Кивнув Мартину, Шелтон твердым шагом направился к середине шеренги, к сухощавому пожилому воину в пышном уборе из перьев грифа. За спиной капитана Батлер строил экипаж, негромко давая наставления: тесаки не вынимать, из мушкетов не целиться, но держать их наготове. С корабля, где остался боцман с пятью моряками, долетел характерный скрип – там разворачивали восьмифунтовое палубное орудие.
В пяти шагах от воина в перьях – очевидно, вождя – Шелтон и Кинг остановились. Капитан вытащил из-за пояса пистолеты и положил их на землю. Затем расстегнул ремень с тесаком и кинжалом, бросил его рядом с пистолетами и вымолвил на искаженном испанском:
– Приходить с миром. Просить: остаться на остров, пока соленая вода не будет снова тихой. Тогда плыть дальше.
Черты вождя были бесстрастны. Заметив это, Питер добавил:
– Мы не испанцы. Другой народ, совсем другой.
– Не испанец? – произнес аравак с гортанным акцентом. – Кожа белая, волос на лице, но не испанец?
– Нет, – подтвердил капитан. – Испанец наш враг.
За спиной вождя стоял человек, не похожий на других воинов. Он был на голову ниже рослых араваков, безоружен и стар – вероятно, ему исполнилось не меньше семидесяти, и годы прорезали морщины на его лице. С плеч старика спадала накидка из хлопковой ткани, но грудь была открыта, и на коже Шелтон не увидел татуировок. Его черты тоже казались другими, более утонченными – маленький рот с узкими губами, прямой нос, впалые щеки. Местный колдун, мелькнула мысль у Питера, колдун и, скорее всего, не аравак.
Старец коснулся руки вождя, затем показал на моряков с «Амелии» и что-то произнес. Кивнув в знак согласия, вождь снова заговорил на испанском:
– Пусть они поют.
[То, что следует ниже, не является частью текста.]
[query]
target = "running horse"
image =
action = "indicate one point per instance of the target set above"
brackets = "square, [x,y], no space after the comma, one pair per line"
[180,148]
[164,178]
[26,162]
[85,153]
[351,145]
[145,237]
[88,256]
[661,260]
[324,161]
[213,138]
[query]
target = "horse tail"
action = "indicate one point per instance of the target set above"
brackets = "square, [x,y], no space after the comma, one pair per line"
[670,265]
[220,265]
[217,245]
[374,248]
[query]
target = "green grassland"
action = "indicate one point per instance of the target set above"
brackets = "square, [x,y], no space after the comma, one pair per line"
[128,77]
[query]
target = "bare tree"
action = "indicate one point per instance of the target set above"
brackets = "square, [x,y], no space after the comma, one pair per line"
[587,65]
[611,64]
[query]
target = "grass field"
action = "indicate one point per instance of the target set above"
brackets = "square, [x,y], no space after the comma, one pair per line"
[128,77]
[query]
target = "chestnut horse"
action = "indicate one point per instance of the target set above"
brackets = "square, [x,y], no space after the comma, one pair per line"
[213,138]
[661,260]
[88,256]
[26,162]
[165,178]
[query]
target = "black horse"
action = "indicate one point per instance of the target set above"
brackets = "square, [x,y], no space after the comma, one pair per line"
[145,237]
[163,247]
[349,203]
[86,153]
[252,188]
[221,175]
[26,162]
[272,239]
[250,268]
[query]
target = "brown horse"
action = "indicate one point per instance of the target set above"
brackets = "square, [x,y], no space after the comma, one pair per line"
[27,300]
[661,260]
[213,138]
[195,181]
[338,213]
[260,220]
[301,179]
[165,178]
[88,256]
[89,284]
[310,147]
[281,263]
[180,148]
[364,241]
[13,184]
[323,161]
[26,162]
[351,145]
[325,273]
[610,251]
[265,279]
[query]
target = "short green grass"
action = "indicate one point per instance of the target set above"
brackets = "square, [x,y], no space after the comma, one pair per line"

Твои люди. Пусть поют.
Питер переглянулся с Мартином. Они оба были в недоумении.
– Поют? Что?
– Бог белых людей любит песни, – уточнил вождь. – Пусть поют.
Повернувшись к Батлеру, капитан спросил:
– Ты знаешь какой-нибудь псалом, Дерек?
– По крайней мере, два или три, – ответил его помощник. – На старости лет я сделался очень богомольным.